Let $X,Y$ be discrete-valued random variables that can take on the value $1$ or $0$. Suppose that $Y$ takes on $1$ with probability $\mu$ and $0$ with probability $1 - \mu$.
We wish to show that the probability of $\Pr[X \neq Y]$ may be written in terms of expectation i.e. $\mathbf{E}(g(X,Y))$, where $g$ is some function.
Here is what I have tried: (By total probability theorem)
$\Pr[X \neq Y] = \Pr[X = 1 | Y = 0]\Pr[Y= 0] + \Pr[X = 0| Y = 1]\Pr[Y = 1]$
I did get a sum of terms, but it is clearly not granting my wish!
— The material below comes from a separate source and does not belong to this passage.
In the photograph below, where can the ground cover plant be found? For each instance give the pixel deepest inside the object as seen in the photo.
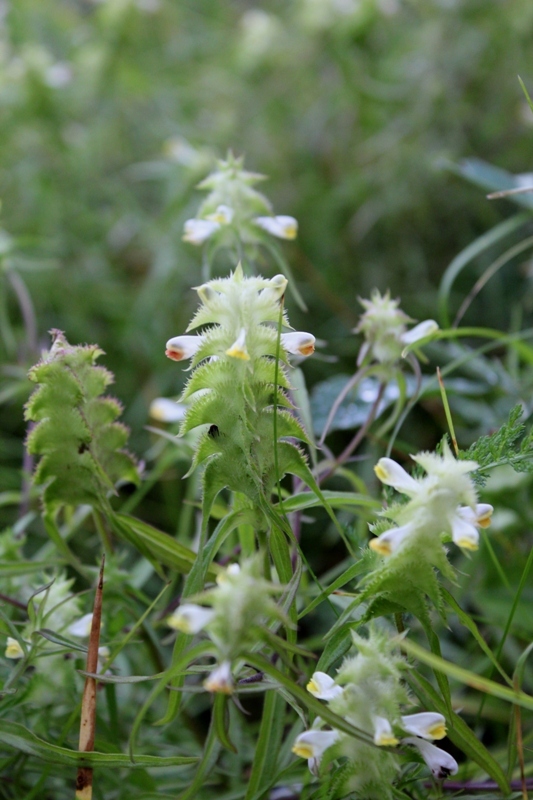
(303, 569)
How should I approach this problem?
We want $$g(X,Y) = 1(X\ne Y)=\left\{\begin{array}{ll}1&X\ne Y\\0& \text{otherwise}\end{array}\right.$$ since $P(A) = E(1_A)$ for any event $A.$
The form above fully specifies the function, but we can come up with other more arithmetical representations that work when $X$ and $Y$ are binary. The obvious choice is $$g(X,Y) = X + Y \text{ mod } 2,$$ but if you want something still more mundane, $g(X,Y) = (X-Y)^2$ will work.